Sure, that first prize doesn’t match the million-dollar cash-and-equivalent prize money for the Rice business plan contest; and Princeton, without a business school of its own–let alone an entrepreneurship center–can’t match the prestige of the University of Texas’ Moot Corp. Still, I’ve been judge and presenter at the Princeton event a couple of times now, and I’m looking forward to doing it again next week. It’s held on Princeton’s beautiful campus (right), it attracts very strong new businesses, and Princeton does it during a graduation/reunion weekend that’s one of the best of its kind.
Not having a business school as part of the institution doesn’t seem to dampen the work of the Princeton Entrepreneurship Network, which still manages to bring several hundred people, speakers, judges and interesting new companies to the event. This year the finalists include a social entrepreneurship track as well as a main track, plus a collection of shorter pitches from additional companies. I’ll be doing a workshop on business planning in the morning, as part of that event. And Princeton/Stanford alum Brian Spaly, CEO of the Trunk Club and co-founder of Bonobos, is giving the keynote.

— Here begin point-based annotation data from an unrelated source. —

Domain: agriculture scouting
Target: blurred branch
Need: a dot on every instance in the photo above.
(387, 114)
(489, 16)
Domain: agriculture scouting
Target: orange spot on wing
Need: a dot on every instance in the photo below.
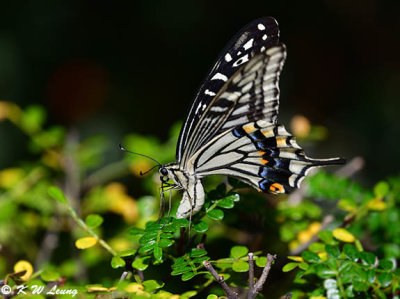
(281, 142)
(249, 128)
(276, 188)
(268, 133)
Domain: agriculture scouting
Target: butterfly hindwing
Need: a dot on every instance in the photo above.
(261, 154)
(253, 39)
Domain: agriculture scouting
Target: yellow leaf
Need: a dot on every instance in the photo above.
(323, 255)
(10, 177)
(134, 288)
(296, 258)
(300, 126)
(304, 236)
(86, 242)
(293, 244)
(121, 202)
(314, 227)
(140, 165)
(376, 204)
(98, 289)
(23, 265)
(343, 235)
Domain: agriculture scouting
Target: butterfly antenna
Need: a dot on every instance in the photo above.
(125, 150)
(141, 173)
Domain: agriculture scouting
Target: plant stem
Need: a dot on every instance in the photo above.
(82, 224)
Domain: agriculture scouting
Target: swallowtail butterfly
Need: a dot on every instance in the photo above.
(231, 128)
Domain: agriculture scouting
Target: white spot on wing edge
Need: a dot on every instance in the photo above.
(219, 76)
(209, 92)
(228, 57)
(249, 44)
(261, 26)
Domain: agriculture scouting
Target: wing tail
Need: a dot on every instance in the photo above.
(261, 154)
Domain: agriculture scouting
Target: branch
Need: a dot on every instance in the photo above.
(220, 279)
(260, 283)
(251, 275)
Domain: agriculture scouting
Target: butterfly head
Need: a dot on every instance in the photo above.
(164, 178)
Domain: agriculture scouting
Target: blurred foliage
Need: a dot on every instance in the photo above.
(69, 220)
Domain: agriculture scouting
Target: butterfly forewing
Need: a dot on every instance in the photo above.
(253, 39)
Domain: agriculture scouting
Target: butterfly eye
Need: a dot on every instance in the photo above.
(163, 171)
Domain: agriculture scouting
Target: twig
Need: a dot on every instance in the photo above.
(260, 283)
(220, 279)
(251, 275)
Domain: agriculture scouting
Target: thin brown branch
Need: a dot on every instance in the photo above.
(220, 279)
(263, 278)
(251, 275)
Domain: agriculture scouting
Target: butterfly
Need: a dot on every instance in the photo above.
(231, 127)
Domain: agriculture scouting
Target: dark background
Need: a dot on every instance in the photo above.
(113, 67)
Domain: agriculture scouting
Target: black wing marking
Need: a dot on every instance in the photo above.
(251, 94)
(261, 154)
(253, 39)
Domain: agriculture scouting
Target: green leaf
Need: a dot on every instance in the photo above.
(181, 222)
(385, 279)
(327, 237)
(239, 251)
(94, 220)
(386, 264)
(317, 247)
(261, 261)
(381, 189)
(226, 203)
(57, 194)
(370, 276)
(289, 267)
(136, 231)
(201, 227)
(187, 276)
(152, 285)
(360, 286)
(49, 275)
(216, 214)
(141, 263)
(157, 253)
(332, 251)
(127, 252)
(117, 262)
(311, 257)
(197, 252)
(146, 248)
(351, 252)
(240, 266)
(303, 266)
(181, 270)
(164, 243)
(330, 284)
(188, 294)
(368, 258)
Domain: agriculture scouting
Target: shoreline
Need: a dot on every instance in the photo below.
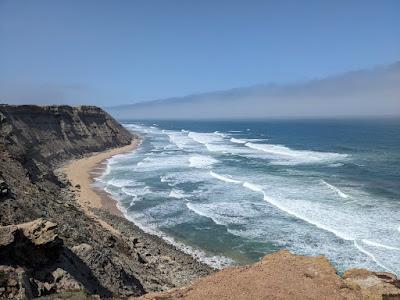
(82, 173)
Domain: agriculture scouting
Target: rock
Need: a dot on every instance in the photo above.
(14, 283)
(30, 244)
(4, 189)
(282, 275)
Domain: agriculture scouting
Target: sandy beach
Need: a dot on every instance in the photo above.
(81, 173)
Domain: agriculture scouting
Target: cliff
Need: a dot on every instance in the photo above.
(50, 248)
(48, 245)
(42, 137)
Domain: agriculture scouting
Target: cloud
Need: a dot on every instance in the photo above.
(360, 93)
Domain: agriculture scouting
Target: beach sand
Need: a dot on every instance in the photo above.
(81, 173)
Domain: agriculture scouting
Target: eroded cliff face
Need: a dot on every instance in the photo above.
(43, 136)
(282, 275)
(66, 250)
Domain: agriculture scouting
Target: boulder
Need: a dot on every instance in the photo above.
(30, 244)
(14, 283)
(4, 189)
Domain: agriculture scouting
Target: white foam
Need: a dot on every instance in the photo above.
(179, 138)
(215, 261)
(253, 187)
(178, 194)
(220, 134)
(283, 155)
(357, 245)
(201, 213)
(238, 141)
(202, 161)
(375, 244)
(224, 178)
(337, 190)
(120, 182)
(288, 210)
(204, 138)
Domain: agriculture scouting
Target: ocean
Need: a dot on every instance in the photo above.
(230, 192)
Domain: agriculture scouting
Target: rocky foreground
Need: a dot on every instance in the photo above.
(283, 275)
(48, 245)
(51, 249)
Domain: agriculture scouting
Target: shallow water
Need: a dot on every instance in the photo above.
(234, 191)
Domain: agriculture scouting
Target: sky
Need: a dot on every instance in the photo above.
(121, 52)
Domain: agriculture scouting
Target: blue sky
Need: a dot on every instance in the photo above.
(119, 52)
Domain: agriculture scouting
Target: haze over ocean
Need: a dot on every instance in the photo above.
(234, 191)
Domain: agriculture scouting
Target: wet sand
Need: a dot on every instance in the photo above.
(81, 174)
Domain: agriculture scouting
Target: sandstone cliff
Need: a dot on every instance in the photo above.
(50, 248)
(48, 245)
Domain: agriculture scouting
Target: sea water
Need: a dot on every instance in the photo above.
(231, 192)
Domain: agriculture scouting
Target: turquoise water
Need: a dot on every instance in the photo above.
(231, 192)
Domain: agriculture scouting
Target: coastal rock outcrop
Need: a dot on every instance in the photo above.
(30, 244)
(78, 257)
(283, 275)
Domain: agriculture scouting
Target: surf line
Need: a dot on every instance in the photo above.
(257, 188)
(335, 189)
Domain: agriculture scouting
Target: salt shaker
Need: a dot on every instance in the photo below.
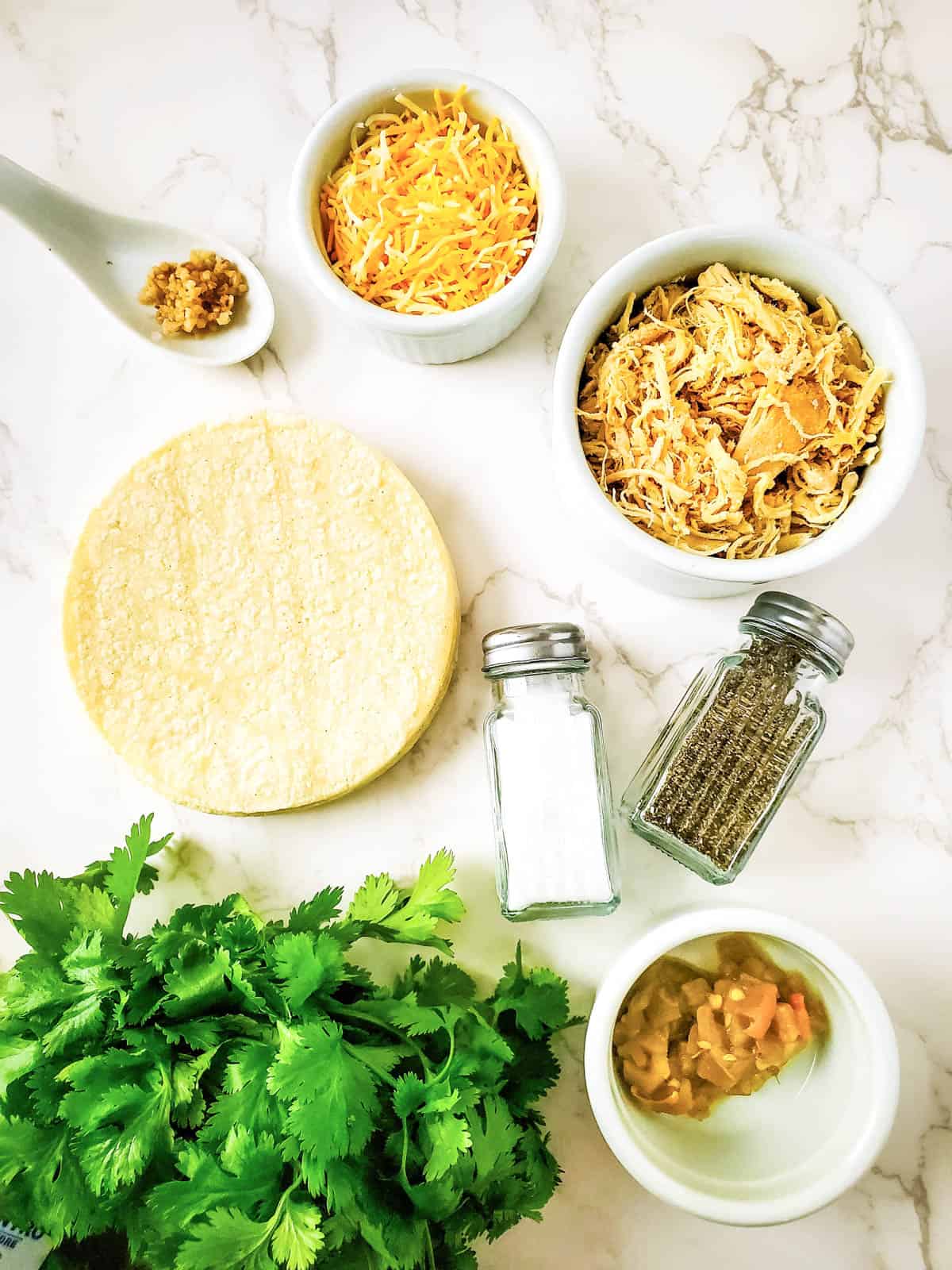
(556, 850)
(740, 736)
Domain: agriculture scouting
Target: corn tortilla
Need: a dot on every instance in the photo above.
(262, 615)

If you’re in that area next week, and you’re interested in entrepreneurship, it makes a great day. You can click here for the conference schedule, and click here to register to attend. The $30 includes the full event, lunch and cocktails.
(Tangent: As an alumnus of Notre Dame, University of Oregon and Stanford, but not Princeton, I envy the way Princeton does its graduation/reunion celebration as a single event every year. Having both of those affairs at the same time makes for a long weekend party that brings all ages onto the campus at the same time. It starts with an alumni parade led by the oldest alumni and ends with a graduation ceremony three days later. That seems so much better than what most schools do. For example, my eldest daughter graduated from Notre Dame the same year as my 25th reunion, but the graduation and the reunion were three weeks apart; we live in Oregon, so we went to the graduation, but not the reunion. Princeton does it right.)